One of the things that old age brings you is that you are constantly brought face-to-face with death. Since the start of 2018, eight people that I knew well have died. The most recent was my younger brother who died from a combination of cancer and Parkinson’s disease. All eight of those people died slowly over a period of months. All of them were aware of their impending death within their last week of life. None were sudden deaths due to an accident or an unexpected stroke or heart attack. Discover magazine (March 2018, pages 66-68) published an article about the connection between spirituality and peaceful death. It tells about a radiation oncologist named Tracy Balboni who is a researcher at Harvard Medical School and Dana-Farber Cancer Institute in Boston. A major part of the thrust of Dr. Balboni’s work is helping patients make important decisions about the end of life. They can choose whether to use every possible medical technique to prolong their life, or they can decline major interventions and use hospice care and medication for pain control.
I watched my brother die, and I have observed the difference between his dying and the death of atheists I know who died with similar ailments. Every atheist that I have observed exhausted every medical resource possible in an attempt to stay alive. Not only was it expensive, but it brought much suffering to them and anxiety to their family members. One man told me “If this life is all I have been given, then I want to hang onto it as long and as hard as I possibly can.”
In my brother’s case, two years ago this past November I baptized him into Christ. That was the culmination of a great struggle between the atheistic traditions he had grown up with, and the influence of his wife and myself encouraging him to embrace spirituality. When he accepted Christ, he was not facing death, but his mortality was obvious. In the last three months of his life, he became very weak, and his quality of life deteriorated significantly. In the last three weeks, he and I talked extensively. He was resolute in his determination to have no more medical treatments and to be in hospice. His death was a peaceful death.

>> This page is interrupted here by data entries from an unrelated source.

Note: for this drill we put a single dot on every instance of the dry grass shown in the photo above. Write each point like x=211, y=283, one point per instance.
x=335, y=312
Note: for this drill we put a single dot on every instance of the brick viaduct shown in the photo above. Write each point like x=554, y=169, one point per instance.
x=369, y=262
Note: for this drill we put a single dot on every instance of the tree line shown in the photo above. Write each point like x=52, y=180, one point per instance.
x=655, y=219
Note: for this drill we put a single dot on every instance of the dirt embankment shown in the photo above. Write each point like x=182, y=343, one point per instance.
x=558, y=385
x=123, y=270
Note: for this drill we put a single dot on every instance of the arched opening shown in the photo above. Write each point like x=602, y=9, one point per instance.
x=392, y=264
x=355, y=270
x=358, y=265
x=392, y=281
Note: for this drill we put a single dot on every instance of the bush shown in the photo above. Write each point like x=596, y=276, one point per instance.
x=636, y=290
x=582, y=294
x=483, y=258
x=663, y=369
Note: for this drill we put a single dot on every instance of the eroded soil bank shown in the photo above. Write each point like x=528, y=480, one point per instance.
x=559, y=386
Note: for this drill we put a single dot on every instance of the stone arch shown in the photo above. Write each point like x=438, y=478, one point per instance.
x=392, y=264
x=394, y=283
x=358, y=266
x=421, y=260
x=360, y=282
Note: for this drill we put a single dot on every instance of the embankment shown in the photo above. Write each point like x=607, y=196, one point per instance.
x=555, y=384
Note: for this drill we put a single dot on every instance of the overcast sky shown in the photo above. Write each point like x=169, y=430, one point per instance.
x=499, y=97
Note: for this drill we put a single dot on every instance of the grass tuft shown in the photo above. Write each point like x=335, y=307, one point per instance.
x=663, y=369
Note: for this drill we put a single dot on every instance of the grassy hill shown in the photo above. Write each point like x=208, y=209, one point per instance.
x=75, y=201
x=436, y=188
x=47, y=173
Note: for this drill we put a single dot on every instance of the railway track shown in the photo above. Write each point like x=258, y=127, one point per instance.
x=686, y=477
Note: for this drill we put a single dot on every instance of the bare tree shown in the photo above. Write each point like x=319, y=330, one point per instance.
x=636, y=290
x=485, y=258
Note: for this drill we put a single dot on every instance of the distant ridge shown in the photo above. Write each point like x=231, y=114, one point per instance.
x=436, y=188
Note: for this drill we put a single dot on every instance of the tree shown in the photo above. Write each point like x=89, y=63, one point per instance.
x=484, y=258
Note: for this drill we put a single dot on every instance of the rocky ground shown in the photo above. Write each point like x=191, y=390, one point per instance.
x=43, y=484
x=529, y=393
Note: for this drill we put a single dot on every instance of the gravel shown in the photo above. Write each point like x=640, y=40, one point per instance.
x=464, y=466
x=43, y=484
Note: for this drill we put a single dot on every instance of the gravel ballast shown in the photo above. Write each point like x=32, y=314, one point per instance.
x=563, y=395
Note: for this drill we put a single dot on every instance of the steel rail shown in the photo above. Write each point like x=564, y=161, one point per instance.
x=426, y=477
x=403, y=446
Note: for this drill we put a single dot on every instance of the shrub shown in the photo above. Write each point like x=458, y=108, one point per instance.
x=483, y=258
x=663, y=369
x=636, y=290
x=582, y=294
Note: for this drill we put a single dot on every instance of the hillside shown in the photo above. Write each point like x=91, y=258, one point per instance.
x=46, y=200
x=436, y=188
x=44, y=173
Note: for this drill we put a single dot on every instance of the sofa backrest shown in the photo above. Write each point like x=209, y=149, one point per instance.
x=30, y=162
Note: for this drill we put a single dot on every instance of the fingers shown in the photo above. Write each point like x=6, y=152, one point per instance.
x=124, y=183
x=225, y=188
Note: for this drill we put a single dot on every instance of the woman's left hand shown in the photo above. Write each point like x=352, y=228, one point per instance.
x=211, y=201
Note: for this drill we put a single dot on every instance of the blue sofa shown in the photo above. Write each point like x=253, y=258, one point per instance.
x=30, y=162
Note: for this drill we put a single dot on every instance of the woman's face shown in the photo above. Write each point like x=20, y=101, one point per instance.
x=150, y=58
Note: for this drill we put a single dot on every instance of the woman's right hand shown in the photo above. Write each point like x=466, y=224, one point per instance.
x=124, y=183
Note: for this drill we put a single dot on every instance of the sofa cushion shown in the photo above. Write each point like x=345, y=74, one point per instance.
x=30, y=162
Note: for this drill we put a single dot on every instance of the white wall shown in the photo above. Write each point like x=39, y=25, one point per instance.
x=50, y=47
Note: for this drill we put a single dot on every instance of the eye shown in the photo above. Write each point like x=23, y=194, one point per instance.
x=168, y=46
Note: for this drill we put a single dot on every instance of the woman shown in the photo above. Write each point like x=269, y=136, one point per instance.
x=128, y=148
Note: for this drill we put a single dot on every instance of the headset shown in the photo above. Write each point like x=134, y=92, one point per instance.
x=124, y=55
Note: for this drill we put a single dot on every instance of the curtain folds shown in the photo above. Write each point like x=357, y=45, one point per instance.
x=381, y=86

Balboni has received a two-million-dollar research grant designed to put spirituality on solid ground. To those who would complain that you are measuring nothing in such studies, Balboni says: “No, no, no. There are too many associations that we’re seeing to say it’s spurious and meaningless. That argument doesn’t hold if you care for dying patients.”
A patient’s spirituality gives huge support at the end of life. In our day of rapidly expanding medical technology, faith is a very important tool for peaceful death.